The Social Network (para os menos cineastas, a história da criação do Facebook) captou o meu interesse por retratar não somente um génio, um rapaz da minha idade vocacionado e imerso num mundo paralelo ao de qualquer pessoa chamada "normal", mas também à dificuldade que este debatia interiormente de não afastar todas as pessoas que amava e que considerava importantes nesse percurso pela excelência. Dificuldade que nunca ultrapassou e cujo filme retrata com lealdade em luta constante. O final assustador de permanecer sozinho na sua criação, empresa multimilionária, sem uma única pessoa para chamar de amiga e para partilhar essa experiência avassaladora de autoconcretização profissional, toca o mais insensível expectador.
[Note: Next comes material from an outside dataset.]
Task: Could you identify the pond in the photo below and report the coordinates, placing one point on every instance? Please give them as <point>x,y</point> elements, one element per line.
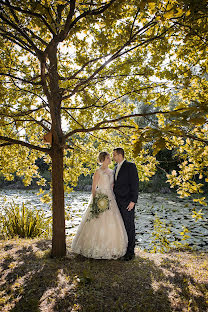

A realidade é que nos esforçamos arduamente por ser alguém: cancelamos planos, jantares, chicoteamos o corpo para atingirmos os nossos objectivos profissionais e, em cada final de dia, pensamos o porquê de ter sido assim. Porque queríamos ter brincado com o nosso filho e dar cambalhotas pela neve. Ou amarramo-nos ao pescoço do nosso paciente namorado e distribuirmos cachaços ao pai natal quando chegasse. Ao nosso marido a comida preferida, ao nosso gato o nosso melhor carinho, a nós mesmos aquele banho de imersão prometido... E acabamos o dia sem ninguém por perto, até o gato já se escondeu, e se o corpo tivesse voto na matéria, também estaria do outro lado da casa a chamar à cabeça asneiras bem feias.

No final, o que nos anima são expressões de alívio ao espelho de dever cumprido. Se tivéssemos chance de mudar o dia, sorriríamos nesse mesmo espelho até este ficar convencido que retiramos o melhor. Infelizmente somos feitos de obrigações e deveres e sofremos junto com eles. Ao longo da semana perguntei-me porque quando recebemos mérito profissional apenas recebemos sorrisos e abraços e não celebramos ao nosso sucesso. E a resposta é bem simples: para conseguir esse sucesso, magoamos quem deveria festejar connosco, e quando chega a nossa vez de festejar elas já não estão ali para nós, porque nós não estivemos ali para elas quando mereciam e imploraram a nossa atenção.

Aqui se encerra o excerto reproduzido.